By Chris Hutton, BBC News France’s colonial buildings, which still stand in the middle of the French capital’s central square, have long been a favourite haunt of the television show Big Brother.
Now, they are returning to the French airwaves, in the form of a new series on France’s Channel 5.
The series, titled French Colonial, will air on French TV on January 31.
It will feature the stories of six of the city’s most famous colonial buildings from 1818 to 1920, as well as other historic sites, including the Champs Elysees.
“The programme has the spirit of the series, but with a modern twist,” said French cultural ambassador Yves Bouchet.
“It’s very much a new approach.”
One of the buildings, the Château de Montmartre, was constructed as a tourist attraction in the early 19th Century and has been a popular location for visitors to take in the cityscape.
“When you look at this place now, it’s like looking back on the 20th century,” said Bouchet, adding that the Chateau was the first of its kind in the world to be built as a residential structure.
“But that doesn’t mean we’re abandoning the past.”
The first series will feature three episodes.
One will focus on the first visit to the Chatelaine (French: Châtelaine), an apartment building on the site of the old Châtillon Palace.
It is now owned by the city and is often used by the French government to host foreign dignitaries.
Another episode will focus around the first official visit to a colony by an English visitor in 1818, which took place on the Chapeau de Bourgogne.
“If you think of the Chapelaine, it was the centre of the colonial economy in 18th-century France, and it was an ideal place to host a visit,” said Souad Mekhennet, the programme’s producer.
“As a result, the residents of the colony were very fond of the place, and so they would often stay there for extended periods of time.”
A third episode will examine the relationship between the colonial building and the Champ-en-Yvelines (French, “The Yvelines”), a large public park that is now home to the new Châpillon Palace, one of the oldest and largest of the five colonial buildings.
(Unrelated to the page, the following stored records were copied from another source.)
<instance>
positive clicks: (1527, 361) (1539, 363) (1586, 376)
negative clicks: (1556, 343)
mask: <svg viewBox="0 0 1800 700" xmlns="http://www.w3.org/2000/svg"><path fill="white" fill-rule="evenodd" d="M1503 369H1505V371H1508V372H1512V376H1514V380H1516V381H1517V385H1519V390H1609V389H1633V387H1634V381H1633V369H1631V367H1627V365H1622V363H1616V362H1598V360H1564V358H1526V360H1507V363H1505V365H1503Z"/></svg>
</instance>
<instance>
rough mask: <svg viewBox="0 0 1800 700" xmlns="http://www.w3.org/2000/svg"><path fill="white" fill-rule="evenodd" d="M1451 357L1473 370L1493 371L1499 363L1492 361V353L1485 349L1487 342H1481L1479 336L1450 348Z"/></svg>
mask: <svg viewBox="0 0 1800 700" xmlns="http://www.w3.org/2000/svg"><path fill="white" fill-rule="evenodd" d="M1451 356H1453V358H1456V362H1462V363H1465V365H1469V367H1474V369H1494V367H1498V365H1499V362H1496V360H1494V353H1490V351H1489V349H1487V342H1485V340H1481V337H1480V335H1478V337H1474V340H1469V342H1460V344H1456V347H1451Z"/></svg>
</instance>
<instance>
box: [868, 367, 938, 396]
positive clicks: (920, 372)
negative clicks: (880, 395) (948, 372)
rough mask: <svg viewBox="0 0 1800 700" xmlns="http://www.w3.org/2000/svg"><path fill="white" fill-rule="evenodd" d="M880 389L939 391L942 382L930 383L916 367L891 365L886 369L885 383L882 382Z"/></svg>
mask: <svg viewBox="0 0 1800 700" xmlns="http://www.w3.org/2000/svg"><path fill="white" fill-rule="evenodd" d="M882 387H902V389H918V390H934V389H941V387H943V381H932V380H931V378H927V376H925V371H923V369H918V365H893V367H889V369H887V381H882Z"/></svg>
The park, located on the eastern side of the square, has an open area that can be enjoyed by visitors.
“In the middle part of the park, there’s an area of the building where the park is located,” said Mekhenet.
“There are several benches in this area that were created by French people.
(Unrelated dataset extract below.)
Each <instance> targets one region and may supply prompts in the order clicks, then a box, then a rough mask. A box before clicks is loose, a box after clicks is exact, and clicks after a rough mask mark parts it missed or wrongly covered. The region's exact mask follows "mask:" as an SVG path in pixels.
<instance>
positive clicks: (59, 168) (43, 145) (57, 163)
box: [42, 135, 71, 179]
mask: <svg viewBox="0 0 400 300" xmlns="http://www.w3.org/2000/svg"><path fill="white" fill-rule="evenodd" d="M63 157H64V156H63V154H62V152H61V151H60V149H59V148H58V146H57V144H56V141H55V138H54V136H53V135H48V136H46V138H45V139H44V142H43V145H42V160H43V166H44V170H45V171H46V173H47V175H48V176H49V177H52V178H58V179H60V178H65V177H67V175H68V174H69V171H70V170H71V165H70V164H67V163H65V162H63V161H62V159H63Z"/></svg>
They were chairs that had been specially made for this use, and they have a French name: Champ en-Yveille.”
One piece of the programme will feature a series of interviews with the local inhabitants of the area, who were also present during the visit by the English.
“I am so honoured that they have the opportunity to do this,” said Yves-Marie Dufour, a local resident who lives in a building that was part of French colonial property.
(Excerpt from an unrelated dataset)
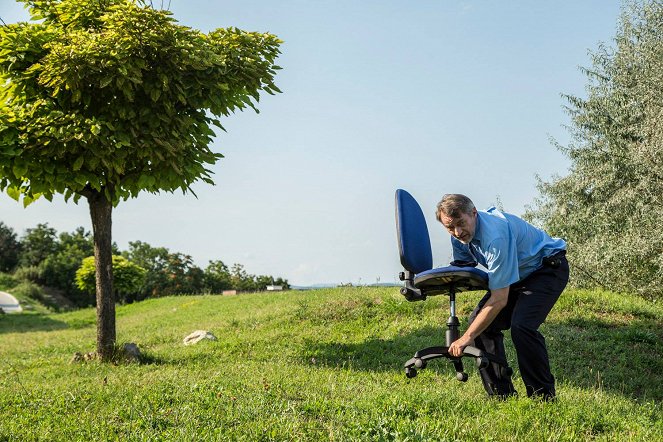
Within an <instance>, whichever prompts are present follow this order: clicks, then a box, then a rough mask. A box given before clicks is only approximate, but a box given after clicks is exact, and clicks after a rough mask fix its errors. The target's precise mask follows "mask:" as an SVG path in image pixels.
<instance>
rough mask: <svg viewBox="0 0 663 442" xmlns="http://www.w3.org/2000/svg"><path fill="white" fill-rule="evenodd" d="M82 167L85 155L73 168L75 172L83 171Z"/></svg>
mask: <svg viewBox="0 0 663 442" xmlns="http://www.w3.org/2000/svg"><path fill="white" fill-rule="evenodd" d="M81 167H83V155H81V156H80V157H78V158H77V159H76V161H74V164H73V166H72V168H73V169H74V170H75V171H78V170H81Z"/></svg>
“They are very passionate about their history.
It’s very important to them.”
The programme will be broadcast on France 5 on January 3 and will be followed by another episode.
“We’re going to show a real reflection of the time that we live in and how it was for this colony,” said Mouzia Dieng, the executive producer of the program.
“This programme is not about the present but about the past.
It speaks to our past and the present, and that’s why we’re so proud of it.”
France is the latest country to explore the legacy of the Great British Empire, with a series about the country’s role in the Second World War set to air on France 2 on January 10.
“What I love most about this programme is that it will look at history as a whole and also to show how the different countries and different peoples, their different cultures, have been affected by the Great War,” said Dieng.
The series is part of a wider campaign by France to make history more accessible to the public. “
At the end of the day, this programme has been made for the French public.”
The series is part of a wider campaign by France to make history more accessible to the public.
Earlier this year, the government launched the Big Brother Challenge, a programme to make historical and cultural sites accessible to people of all ages, using social media to encourage them to visit them.
“All French people, regardless of the history or the culture, are important to this country and have a lot of history to share with the public,” said Minister of Culture and Tourism Jean-Michel Delattre.
“These buildings were designed for our people.
It makes them even more important to us.”